The baby 9-2 will have separate parentage and could easily be fostered by BMW Group, but everything else will be Phoenix under the skin. The news comes as the Swedish maker gets serious about an Australian comeback with its flagship 9-5, a classy looking prestige sedan that's priced from $71,900 and only let down by shonky suspension.

"Phoenix is the future of Saab. It's the mechanical platform for everything we do, except for the small car. It's demonstrating our independence and capability to survive by ourselves," Steve Nicholls, managing director of Saab Cars Australia, tells Carsguide. Saab has already previewed Phoenix with a concept car of the same name at this year's Geneva Motor Show.

It was cartoonish in some ways, but strip away the outrageous body bits and you reveal the 9-3 underneath. "The big news comes in 2012, probably quarter three, with the launch of the all-new Saab 9-3. That will be based very much on the Phoenix car that was shown in Geneva.

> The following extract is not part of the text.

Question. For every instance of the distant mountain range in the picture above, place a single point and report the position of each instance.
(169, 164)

The underpinnings we showed in Geneva are pretty much the car," Nicholls says.

Saab will soldier through until then with a lineup of current 9-3 models and the 9-5, as the 9-4X SUV is twinned with a Cadillac for the USA and is not available in left-hand drive. Nicholls says Saab has limited sales aspirations at present as it rebuilds support in Australia and expands a dealer network that has shrunk to just eight outlets.

"Our job is to tick over and then gradually grow. We've got our first few batches of 9-3 on the ground and the 9-5 launch stock is here." He admits he is also fighting perceptions of problems following a factory shutdown in Sweden last week and overseas reports of financial trouble for a company that is not long out of General Motors' ownership.

"Would I have chosen to have this happen? Of course not," Nicholls admits. "The funding is there, but the cash flow isn't. We've had a couple of unfortunate hiccups. "We've had losses, but they were within the parameters of the business plan. Hopefully we'll be in a profit making situation in 2012. Once we have the new 9-3 we should be making money.

"We're here to stay. Saab has invested to be in Australia, it's a significant market for us and we were always one of the top 10 markets in the world. The fact that we've set up as a factory distributor, and not gone with an importer, shows we're taking this seriously."